Hi Trevor! Odin looks awesome in his new collar, thanks again!

I also use Trifexis. U can buy a 6 month supply or single dose. My vet has a service where I can buy the single dose for $20 a month and they mail it to my house each month


----------



## Buddy16 (Aug 29, 2012)

Ive tried a few spot ons. The only one I find that works is Revolution. Since using it I have yet to see a flea on my animals. I use it once every 45-60 days. I pay $105 for 6 vials for my 60lb dog


----------



## NYBlueNose (Apr 22, 2012)

MSK said:


> I've been using raw organic Apple Cider Vinegar as a dietary supplement. Then been using a neem oil spray which is 1 part 100% neem oil to 10 part water with a little Dawn dish liquid and tee tree oil in it. Works good for my dogs. I stopped giving the pesticides as they didn't work half the time anyways. The Natural or homemade stuff works just as good.


How much vinegar, how often, and in what way do you administer it?


----------



## MSK (Aug 13, 2008)

About a teaspoon each dog every 2 or 3 days in their food. Reason I choose 2 or 3 days if i give it daily they get the runs.


----------



## NYBlueNose (Apr 22, 2012)

Nizmo said:


> I use trifexis.
> Garlic is poison to dogs. We just had a patient come in to to clinic, flea invested but the owner swore up and down that the garlic worked. Obviously not... The dog was super sick also. Fleas are bad this yr here in the NW


Garlic IS a natural flea repellent and dewormer, but on a very small scale.
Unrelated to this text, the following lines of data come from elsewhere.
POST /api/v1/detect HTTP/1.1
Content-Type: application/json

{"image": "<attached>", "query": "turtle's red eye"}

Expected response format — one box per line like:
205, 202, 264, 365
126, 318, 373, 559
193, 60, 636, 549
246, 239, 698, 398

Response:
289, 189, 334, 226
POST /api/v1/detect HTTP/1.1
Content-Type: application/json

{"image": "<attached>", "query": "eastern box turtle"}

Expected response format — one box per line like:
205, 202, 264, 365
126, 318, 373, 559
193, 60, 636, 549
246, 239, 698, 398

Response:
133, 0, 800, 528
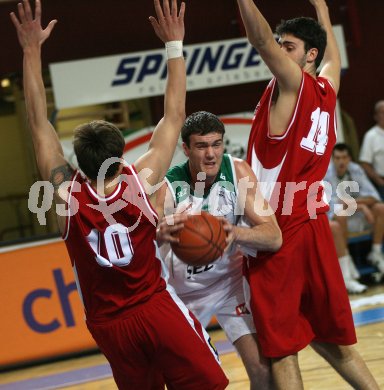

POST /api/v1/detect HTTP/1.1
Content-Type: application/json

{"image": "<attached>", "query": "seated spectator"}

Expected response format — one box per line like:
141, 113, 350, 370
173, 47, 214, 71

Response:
360, 100, 384, 200
325, 143, 384, 275
329, 217, 367, 294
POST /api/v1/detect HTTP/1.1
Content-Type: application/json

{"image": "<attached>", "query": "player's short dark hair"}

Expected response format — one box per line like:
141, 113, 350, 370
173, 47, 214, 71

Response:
332, 142, 352, 158
276, 17, 327, 69
73, 120, 125, 180
181, 111, 225, 147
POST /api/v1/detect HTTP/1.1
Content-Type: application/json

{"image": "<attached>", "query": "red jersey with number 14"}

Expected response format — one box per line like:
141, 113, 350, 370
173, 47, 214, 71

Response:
247, 72, 336, 233
64, 166, 166, 322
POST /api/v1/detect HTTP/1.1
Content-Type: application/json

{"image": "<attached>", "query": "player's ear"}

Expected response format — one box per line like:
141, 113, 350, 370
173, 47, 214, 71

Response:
307, 47, 319, 64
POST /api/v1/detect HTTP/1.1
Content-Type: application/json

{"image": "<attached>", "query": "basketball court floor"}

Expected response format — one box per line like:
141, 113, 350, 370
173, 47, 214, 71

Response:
0, 284, 384, 390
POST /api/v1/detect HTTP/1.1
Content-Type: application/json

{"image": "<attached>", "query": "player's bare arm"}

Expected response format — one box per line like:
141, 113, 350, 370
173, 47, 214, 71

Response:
237, 0, 302, 94
309, 0, 341, 94
135, 0, 186, 197
232, 160, 282, 251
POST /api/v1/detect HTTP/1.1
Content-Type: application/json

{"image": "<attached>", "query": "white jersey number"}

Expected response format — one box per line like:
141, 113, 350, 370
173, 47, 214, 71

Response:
87, 223, 133, 267
300, 108, 329, 155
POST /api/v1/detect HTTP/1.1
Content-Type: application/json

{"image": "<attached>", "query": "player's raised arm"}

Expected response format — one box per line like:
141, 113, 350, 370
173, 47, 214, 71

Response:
135, 0, 186, 192
237, 0, 302, 92
310, 0, 341, 93
232, 160, 282, 252
11, 0, 67, 180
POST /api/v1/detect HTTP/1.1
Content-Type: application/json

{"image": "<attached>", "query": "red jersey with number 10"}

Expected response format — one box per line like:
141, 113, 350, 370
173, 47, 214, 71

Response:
64, 166, 166, 322
247, 72, 336, 233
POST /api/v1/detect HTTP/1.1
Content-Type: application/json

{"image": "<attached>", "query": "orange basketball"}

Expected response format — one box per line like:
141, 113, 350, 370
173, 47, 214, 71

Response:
171, 211, 227, 266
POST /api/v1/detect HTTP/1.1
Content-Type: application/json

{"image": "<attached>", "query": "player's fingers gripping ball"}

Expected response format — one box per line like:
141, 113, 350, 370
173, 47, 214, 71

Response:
171, 211, 227, 266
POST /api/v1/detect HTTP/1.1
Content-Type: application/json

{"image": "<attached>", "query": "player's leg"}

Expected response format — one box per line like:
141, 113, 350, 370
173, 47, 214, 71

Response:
311, 342, 379, 390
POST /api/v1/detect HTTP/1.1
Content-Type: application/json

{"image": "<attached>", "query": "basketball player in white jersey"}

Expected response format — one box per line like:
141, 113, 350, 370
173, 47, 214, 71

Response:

A dog living in an environment rich in fleas should NOT be given garlic as it's only protection. Garlic is very healthy for dogs, but it needs to be given in small doses. It's garlic's cousin, the onion, that is toxic to dogs.


----------



## angelbaby (Feb 4, 2010)

I live in the north west and not seen 1 flea this season nor the past 2 seasons since we started using garlic. If you have fleas on your yard though it wont matter what you treat the dog with they will keep picking them up and it will be a never ending battle. If you have fleas treat your home and yard or you will never see an end. Garlic works great for us and all our dogs , better then the advantage did that is for sure.


----------



## Bear813 (Aug 28, 2012)

So how much garlic and how often? And will it make them sick at all?? Thanks for the help


Sent from my iPhone using PG Free


----------



## angelbaby (Feb 4, 2010)

you only need a small amount for an adult I tend to just buy the galric and brewers yeast pills you get in the pet store , we give 1 pill per 10lbs. when we are out we give 1/2 -1 clove of garlic { you can do more but this works fine for mine.} here is a site with dosage instructions. Garlic for Dogs - Natural Flea Repellent and Health Supplement I have never had issues with any of my numerous dogs being on this and we have not seen a flea on any of my dogs in a couple years.


----------



## MSK (Aug 13, 2008)

I use the garlic and brewer's yeast pills also. So that with the other probably is whats knocking mine. I hadn't seen any this year until this past week bless Dreamer's heart who is allergic to them has gnawed a spot on her hindend so I added the neem oil spray to the mix the last couple days. She hasn't gnawed the spot anymore either.


----------



## Odin`s_BlueDragon (Mar 11, 2012)

I do know too much garlic is bad. My BFs sister has a frenchie that she tried the whole garlic for fleas thing and she got the amount wrong. He got sick and the vet said something about the red blood cells... I can't remember. But I like the trifexis pill cuz it covers everything, and its once a month.


----------



## angelbaby (Feb 4, 2010)

MSK I will have to look into that oil , where do you get it??? Luna is allergic to them as well , when we had advantage we were having to re dose them every 3 weeks vs every 4 and we always saw fleas. Luna would swell to baseball size lumps on her when she got bit. would be a good idea to get some of that oil to have as a back up incase we ever see them again. Is there any other use for that oil as well?


----------



## angelbaby (Feb 4, 2010)

Yes Odin too much of it can be toxic but she had to have been giving ALOT for her dog to get that sick , I wouldn't go over a clove a day but I know the site says no more then 2 for large dogs. I just prefer to use pill form it is much easier then having to stink like garlic cutting it up every day { I hate the smell of it}.


----------



## Odin`s_BlueDragon (Mar 11, 2012)

angelbaby said:


> Yes Odin too much of it can be toxic but she had to have been giving ALOT for her dog to get that sick , I wouldn't go over a clove a day but I know the site says no more then 2 for large dogs. I just prefer to use pill form it is much easier then having to stink like garlic cutting it up every day { I hate the smell of it}.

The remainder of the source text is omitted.